Society | Aug 08

Tourists to Japan are fueling a boom in personal translation devices

Takehiko Fujita wouldn’t be able to do his job selling eye drops and pain relievers without his pocket translator.

Instead of an app, language dictionary or call-in translation service, the clerk at a Japanese drugstore uses Pocketalk, a ¥25,000 device made by Sourcenext Corp. that looks like an oval puck. The gadget translates phrases to and from 74 languages, helping Fujita communicate with customers from around the world.

Tourists are flooding into Japan, with 31 million people visiting the archipelago in 2018, triple the number six years earlier, according to the Japan National Tourism Organization. Businesses are struggling with visitors looking to shop, eat and move around — a situation that will probably worsen during next year’s Tokyo Olympics.
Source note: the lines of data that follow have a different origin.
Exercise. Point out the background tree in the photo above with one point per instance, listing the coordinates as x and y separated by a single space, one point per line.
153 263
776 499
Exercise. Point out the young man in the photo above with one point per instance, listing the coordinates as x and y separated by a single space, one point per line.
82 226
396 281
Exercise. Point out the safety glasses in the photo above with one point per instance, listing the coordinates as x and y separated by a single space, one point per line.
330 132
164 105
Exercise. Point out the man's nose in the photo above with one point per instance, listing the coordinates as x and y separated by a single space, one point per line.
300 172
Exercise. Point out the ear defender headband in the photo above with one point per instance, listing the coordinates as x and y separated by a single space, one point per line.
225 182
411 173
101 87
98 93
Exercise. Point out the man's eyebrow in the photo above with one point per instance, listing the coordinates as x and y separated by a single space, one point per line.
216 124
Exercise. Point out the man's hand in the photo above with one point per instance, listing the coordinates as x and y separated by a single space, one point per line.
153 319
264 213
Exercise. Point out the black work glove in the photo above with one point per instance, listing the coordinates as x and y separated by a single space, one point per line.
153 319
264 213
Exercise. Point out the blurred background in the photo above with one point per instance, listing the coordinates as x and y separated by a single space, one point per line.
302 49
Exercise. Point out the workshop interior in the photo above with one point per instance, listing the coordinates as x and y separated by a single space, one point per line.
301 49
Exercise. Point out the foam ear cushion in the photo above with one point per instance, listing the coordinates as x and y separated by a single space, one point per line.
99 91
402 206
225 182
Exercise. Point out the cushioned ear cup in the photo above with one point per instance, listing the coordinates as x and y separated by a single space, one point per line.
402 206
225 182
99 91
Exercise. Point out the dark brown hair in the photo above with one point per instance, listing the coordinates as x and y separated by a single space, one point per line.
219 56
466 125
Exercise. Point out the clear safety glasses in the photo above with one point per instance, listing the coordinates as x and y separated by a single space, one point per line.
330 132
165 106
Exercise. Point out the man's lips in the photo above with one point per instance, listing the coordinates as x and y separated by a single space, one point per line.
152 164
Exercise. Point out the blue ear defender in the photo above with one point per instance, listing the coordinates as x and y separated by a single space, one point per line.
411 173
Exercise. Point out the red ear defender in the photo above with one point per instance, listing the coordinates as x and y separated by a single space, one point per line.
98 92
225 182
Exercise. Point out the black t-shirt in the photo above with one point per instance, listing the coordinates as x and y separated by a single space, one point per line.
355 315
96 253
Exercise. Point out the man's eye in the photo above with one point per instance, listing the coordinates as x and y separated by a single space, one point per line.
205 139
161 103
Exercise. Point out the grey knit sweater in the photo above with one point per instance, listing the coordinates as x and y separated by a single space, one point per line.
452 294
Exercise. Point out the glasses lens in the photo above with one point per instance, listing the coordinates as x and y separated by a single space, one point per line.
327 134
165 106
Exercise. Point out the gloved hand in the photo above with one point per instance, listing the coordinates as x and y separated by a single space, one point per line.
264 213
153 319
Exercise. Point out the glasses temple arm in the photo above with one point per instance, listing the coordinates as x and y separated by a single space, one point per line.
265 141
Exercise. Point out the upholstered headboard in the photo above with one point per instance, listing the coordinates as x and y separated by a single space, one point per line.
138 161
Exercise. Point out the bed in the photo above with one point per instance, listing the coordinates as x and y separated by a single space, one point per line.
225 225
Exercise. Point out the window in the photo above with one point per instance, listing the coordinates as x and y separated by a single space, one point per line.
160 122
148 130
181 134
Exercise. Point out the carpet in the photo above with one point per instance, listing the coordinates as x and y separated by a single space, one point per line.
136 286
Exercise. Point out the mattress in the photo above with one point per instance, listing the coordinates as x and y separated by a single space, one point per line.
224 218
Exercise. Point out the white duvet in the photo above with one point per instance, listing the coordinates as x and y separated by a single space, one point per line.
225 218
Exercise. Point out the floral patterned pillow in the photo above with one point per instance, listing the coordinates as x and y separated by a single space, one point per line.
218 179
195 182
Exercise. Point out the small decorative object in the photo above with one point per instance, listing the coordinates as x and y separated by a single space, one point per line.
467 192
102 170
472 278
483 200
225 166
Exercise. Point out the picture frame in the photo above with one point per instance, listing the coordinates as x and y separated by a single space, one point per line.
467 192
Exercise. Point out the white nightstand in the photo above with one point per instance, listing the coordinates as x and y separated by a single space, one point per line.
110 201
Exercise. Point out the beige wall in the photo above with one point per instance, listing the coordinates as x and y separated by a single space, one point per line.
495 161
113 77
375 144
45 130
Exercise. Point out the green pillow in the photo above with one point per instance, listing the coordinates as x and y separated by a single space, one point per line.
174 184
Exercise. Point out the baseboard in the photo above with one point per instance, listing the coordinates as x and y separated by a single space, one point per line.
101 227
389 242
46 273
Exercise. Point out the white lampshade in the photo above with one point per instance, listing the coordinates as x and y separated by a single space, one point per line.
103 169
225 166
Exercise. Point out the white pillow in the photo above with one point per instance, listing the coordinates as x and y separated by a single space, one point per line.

Seeking to tap into demand, electronics maker Fujitsu Ltd. and office supplier King Jim Co. are challenging Pocketalk’s 94 percent market share with their own products.

“I’m not worried anymore,” said Fujita, who works at a Takeya store in Tokyo’s Okachimachi area. He used to rely on Google Translate to talk to customers, but now he picks up the Pocketalk dangling from his neck to chat with people. “I can speak to people who… come from foreign countries and might not understand me.”

While smartphone apps remain a popular — and common — translation tool, Pocketalk has carved out its own niche. Dedicated for just one purpose, the gadget has a sensitive microphone, and accesses machine translation and voice-recognition software from Google, Baidu and others, improving accuracy. More than 500,000 Pocketalk units have been sold since it debuted in 2017.